The authors will henceforth refer to this phenomenon as Neurogenic Dyspnea (ND), defined as a sensation of shortness of breath in the absence of any physical and measurable correlate. As with chronic neurogenic cough, post-viral anosmia, dysgeusia and the spectrum of vocal paresis, ND is potentially another manifestation of a post-viral sensory neuropathic disorder. As such, symptoms of ND are similar to the spectrum of post-viral neuropathic symptoms chronic cough, globus sensation, burning and pain syndromes of the pharynx, and vocal cord dysfunction.Often observed, patients will typically take a prolonged inspiration with chest expansion followed by abrupt exhalation, often while shrugging shoulders upward repeatedly throughout the evaluation. This “dyspneic gasp” is often reported by relatives who witness this maneuver throughout the day but do not observe it while the patient is asleep.

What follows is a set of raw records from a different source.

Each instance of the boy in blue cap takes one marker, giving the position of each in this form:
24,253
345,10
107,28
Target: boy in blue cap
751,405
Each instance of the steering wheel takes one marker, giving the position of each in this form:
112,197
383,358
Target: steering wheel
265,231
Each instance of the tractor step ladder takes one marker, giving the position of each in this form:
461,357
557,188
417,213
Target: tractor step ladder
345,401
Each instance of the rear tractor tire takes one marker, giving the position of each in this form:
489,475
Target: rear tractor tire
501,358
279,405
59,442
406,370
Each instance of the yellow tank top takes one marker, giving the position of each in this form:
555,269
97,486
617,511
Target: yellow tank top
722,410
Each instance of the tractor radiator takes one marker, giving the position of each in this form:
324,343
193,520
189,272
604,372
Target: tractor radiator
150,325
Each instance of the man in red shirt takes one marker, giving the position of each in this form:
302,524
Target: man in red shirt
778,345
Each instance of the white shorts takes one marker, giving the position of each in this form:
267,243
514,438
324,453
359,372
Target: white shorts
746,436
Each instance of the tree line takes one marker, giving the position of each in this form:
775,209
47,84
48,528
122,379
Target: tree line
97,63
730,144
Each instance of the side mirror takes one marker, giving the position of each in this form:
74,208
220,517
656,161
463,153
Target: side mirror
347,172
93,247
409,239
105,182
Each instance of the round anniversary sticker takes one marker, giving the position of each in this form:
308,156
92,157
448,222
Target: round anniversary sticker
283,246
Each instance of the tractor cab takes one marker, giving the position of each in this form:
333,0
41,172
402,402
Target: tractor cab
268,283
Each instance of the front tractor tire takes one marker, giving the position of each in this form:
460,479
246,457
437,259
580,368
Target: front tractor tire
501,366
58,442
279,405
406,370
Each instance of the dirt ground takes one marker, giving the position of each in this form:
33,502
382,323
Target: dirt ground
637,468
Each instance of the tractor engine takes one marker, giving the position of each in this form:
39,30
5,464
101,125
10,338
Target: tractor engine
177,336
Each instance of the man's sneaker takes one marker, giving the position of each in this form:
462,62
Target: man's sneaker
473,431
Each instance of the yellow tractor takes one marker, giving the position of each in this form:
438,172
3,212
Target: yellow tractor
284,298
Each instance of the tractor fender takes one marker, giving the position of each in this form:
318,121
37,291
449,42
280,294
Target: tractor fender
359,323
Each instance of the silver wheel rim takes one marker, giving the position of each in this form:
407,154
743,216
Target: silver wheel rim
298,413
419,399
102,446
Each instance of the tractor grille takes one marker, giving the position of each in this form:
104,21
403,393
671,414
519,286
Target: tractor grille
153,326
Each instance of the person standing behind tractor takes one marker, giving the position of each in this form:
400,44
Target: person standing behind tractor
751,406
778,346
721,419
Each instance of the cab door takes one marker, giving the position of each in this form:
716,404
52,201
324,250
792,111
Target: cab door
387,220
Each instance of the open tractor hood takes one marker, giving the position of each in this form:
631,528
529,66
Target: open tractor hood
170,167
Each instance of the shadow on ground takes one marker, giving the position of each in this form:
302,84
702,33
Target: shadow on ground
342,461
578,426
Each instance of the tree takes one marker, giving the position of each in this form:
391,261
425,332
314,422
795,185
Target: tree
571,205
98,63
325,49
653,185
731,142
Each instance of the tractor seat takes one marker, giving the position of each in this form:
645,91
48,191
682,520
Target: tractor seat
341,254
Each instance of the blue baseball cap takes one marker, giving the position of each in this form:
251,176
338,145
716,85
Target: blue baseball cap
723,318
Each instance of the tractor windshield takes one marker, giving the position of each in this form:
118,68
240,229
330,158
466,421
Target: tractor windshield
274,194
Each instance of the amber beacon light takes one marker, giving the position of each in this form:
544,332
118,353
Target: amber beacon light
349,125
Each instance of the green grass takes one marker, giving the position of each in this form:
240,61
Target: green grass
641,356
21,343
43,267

Recent reports of viral-associated olfactory loss secondary to Severe Acute Respiratory Syndrome Coronavirus 2 (SARS-CoV-2) infection demonstrate yet another post-viral neuropathic sensory deficit [15,16]. It is indeed intriguing to consider ND as a potential etiology of the breathlessness and shortness of breath in many of the post-COVID “long-haulers” who present without physical explanation for their symptoms [17,18].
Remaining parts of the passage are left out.